Imagine you’ve got an Apollo Guidance Computer, the machine that took men to the Moon 50 years ago. You’ve spent ages restoring it, and now it’s the only working AGC on the planet. It’s not as though you’re going to fly to the Moon with it, so what do you do with it? Easy – turn it into a perfectly awful Bitcoin mining rig.
The AGC that [Ken Shirriff] and others have been restoring barely resembles a modern computer. The AGC could only do about 40,000 operations per second, but raw speed was far less important than overall reliability and the abundant IO needed to run a crewed spacecraft. It was a spectacular success on the Apollo missions, but [Ken] wanted to know if turning it into a Bitcoin mining rig was possible.
[Ken] gives a great overview of how Bitcoin mining works, with one of the best explanations of the hashing algorithm we’ve seen.
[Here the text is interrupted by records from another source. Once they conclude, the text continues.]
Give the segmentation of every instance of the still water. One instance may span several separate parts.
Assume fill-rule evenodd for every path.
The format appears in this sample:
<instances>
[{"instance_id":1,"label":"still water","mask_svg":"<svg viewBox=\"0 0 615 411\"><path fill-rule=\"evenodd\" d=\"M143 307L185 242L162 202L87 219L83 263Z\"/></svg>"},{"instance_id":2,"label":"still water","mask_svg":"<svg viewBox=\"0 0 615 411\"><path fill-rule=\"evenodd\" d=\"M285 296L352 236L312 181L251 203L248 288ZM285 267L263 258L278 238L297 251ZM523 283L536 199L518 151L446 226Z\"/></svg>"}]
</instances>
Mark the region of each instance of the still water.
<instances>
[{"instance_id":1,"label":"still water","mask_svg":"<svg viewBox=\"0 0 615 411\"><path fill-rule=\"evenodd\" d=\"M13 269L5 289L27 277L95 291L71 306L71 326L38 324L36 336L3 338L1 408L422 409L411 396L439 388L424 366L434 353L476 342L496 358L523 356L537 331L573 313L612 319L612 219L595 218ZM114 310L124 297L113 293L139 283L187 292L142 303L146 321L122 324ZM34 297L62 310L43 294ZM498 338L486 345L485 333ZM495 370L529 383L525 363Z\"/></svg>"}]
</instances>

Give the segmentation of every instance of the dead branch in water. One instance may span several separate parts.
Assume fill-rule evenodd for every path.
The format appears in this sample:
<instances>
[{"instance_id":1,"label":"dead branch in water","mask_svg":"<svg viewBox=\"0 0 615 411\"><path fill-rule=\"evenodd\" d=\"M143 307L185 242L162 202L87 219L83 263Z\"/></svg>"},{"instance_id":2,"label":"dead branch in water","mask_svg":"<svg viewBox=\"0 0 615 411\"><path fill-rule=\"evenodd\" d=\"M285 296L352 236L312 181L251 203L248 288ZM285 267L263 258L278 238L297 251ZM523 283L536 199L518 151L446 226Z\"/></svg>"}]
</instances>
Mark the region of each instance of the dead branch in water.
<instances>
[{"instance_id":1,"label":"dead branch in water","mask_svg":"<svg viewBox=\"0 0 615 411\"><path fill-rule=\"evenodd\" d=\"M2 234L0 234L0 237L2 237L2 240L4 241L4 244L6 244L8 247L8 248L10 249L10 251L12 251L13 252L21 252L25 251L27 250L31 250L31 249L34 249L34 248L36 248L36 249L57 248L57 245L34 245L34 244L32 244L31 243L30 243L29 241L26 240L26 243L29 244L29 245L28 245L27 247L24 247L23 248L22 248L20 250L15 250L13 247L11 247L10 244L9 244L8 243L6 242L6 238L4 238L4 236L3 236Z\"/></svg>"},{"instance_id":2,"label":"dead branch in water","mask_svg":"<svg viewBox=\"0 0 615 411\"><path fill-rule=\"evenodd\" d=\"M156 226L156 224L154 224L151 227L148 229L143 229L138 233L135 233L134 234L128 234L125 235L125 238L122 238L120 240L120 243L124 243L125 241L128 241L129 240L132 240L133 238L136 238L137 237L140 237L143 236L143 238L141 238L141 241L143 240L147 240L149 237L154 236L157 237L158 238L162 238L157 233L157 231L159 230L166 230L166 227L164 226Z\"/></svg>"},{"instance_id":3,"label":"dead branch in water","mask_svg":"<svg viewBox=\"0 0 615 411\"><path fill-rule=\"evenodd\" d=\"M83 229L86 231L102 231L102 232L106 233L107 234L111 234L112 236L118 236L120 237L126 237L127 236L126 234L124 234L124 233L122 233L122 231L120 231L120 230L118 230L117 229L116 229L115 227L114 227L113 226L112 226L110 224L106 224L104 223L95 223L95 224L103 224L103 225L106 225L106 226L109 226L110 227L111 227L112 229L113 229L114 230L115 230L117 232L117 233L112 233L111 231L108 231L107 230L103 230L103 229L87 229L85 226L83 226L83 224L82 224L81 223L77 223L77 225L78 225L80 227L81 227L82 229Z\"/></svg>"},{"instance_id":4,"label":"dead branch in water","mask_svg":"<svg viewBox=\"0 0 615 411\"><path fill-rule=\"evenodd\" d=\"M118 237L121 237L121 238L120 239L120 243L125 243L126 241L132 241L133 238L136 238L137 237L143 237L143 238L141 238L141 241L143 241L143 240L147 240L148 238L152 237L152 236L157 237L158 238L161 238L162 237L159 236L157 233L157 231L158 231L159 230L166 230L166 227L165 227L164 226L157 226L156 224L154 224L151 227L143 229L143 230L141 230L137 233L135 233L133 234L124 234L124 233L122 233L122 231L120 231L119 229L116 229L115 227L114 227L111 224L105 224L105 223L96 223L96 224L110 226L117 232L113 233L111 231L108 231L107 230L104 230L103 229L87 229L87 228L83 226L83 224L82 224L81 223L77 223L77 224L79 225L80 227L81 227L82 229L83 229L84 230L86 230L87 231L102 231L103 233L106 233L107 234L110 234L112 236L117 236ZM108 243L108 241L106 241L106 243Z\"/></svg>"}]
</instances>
Getting that to run on the AGC was no mean feat, especially with limits imposed by the memory addressing scheme and the lack of machine instructions for manipulating words. He eventually got it working, though, clocking in at a screaming 10.3 seconds per Bitcoin hash. [Ken] estimates that the first coin will be successfully mined in a mere 400 zettaseconds, which is about a billion times older than the universe. With about 13 quadrillion years to the first ka-ching, you have plenty of time to watch a block mined in the video below; alas, it was an old block, so no coins were awarded to compensate the team for their efforts.
This isn’t the first time [Ken] has implemented a useless Bitcoin mine. The Xerox Alto mine was actually fast compared to the AGC, but it sure beats the IBM mainframe and punchcards.